La Rivoluzione Messicana ci appare così, nel dormiveglia del nostro immaginario: una confusa massa di figure stereotipate, forse rubate a qualche film d’altri tempi. Viva Zapata! di Elia Kazan (1952), per esempio, dove Marlon Brando presta i suoi lineamenti aristocratici al viso ruvido e “popolano” del grande guerrigliero; oppure Giù la testa di Sergio Leone (1971), che di quegli eventi tumultuosi vedeva soprattutto il lato ironico, l’amaro sorriso di tante speranze fiorite per poi appassire in fretta.

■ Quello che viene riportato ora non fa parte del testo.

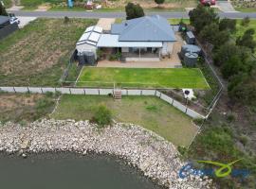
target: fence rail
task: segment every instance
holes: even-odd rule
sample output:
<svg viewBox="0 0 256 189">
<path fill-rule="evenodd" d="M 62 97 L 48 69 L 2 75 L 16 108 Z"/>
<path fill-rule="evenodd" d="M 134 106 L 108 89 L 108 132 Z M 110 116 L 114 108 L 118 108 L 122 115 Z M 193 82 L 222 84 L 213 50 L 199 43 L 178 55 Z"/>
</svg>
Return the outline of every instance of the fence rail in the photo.
<svg viewBox="0 0 256 189">
<path fill-rule="evenodd" d="M 108 95 L 114 94 L 114 89 L 103 88 L 71 88 L 71 87 L 0 87 L 0 92 L 7 93 L 30 93 L 30 94 L 46 94 L 46 93 L 61 93 L 67 94 L 84 94 L 84 95 Z M 206 119 L 199 112 L 183 105 L 179 101 L 164 94 L 157 90 L 149 89 L 121 89 L 122 95 L 151 95 L 157 96 L 170 105 L 175 107 L 192 118 Z"/>
</svg>

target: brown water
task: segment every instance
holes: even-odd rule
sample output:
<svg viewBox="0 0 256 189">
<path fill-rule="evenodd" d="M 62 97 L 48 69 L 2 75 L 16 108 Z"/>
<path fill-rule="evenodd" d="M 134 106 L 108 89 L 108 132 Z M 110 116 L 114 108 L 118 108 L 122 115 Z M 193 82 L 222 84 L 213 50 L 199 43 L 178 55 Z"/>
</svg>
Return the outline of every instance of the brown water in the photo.
<svg viewBox="0 0 256 189">
<path fill-rule="evenodd" d="M 1 189 L 160 189 L 124 161 L 56 153 L 23 159 L 0 154 Z"/>
</svg>

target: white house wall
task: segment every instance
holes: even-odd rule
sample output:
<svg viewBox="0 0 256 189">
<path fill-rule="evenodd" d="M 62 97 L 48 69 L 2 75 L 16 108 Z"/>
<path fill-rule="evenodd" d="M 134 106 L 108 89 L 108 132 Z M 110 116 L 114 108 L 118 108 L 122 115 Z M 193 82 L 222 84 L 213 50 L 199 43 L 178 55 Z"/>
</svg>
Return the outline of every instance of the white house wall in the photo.
<svg viewBox="0 0 256 189">
<path fill-rule="evenodd" d="M 164 42 L 163 43 L 163 47 L 162 47 L 162 50 L 161 50 L 161 55 L 162 56 L 171 55 L 172 52 L 173 52 L 173 46 L 174 46 L 173 42 Z"/>
<path fill-rule="evenodd" d="M 97 59 L 97 47 L 87 44 L 87 43 L 83 43 L 83 44 L 80 44 L 77 45 L 77 50 L 79 53 L 84 53 L 84 52 L 93 52 L 95 54 L 95 59 Z"/>
</svg>

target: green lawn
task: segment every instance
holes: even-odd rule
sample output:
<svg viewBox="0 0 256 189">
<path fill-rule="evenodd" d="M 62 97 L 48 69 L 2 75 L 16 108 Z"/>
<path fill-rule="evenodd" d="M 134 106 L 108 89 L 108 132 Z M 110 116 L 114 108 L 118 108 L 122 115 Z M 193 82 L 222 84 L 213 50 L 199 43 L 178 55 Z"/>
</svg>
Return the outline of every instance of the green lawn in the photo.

In questo sogno fatto di impressioni vaghe, vecchie pellicole e reminescenze scolastiche galleggiano tanti nomi. Primo fra tutti, accanto a Zapata, quello di Pancho Villa, naturalmente. Poi – per chi ha la memoria un po’ più allenata – ecco Madero, Carranza, Orozco, Huerta, Díaz, e via dicendo. Nomi a cui bisogna dare un luogo e un tempo, un’identità, un destino; volti circondati da una folla di anonimi combattenti, donne e uomini, avventurieri e idealisti, filosofi e analfabeti, molti dei quali occhieggiano nelle quarantotto splendide tavole de L’Uomo del Messico.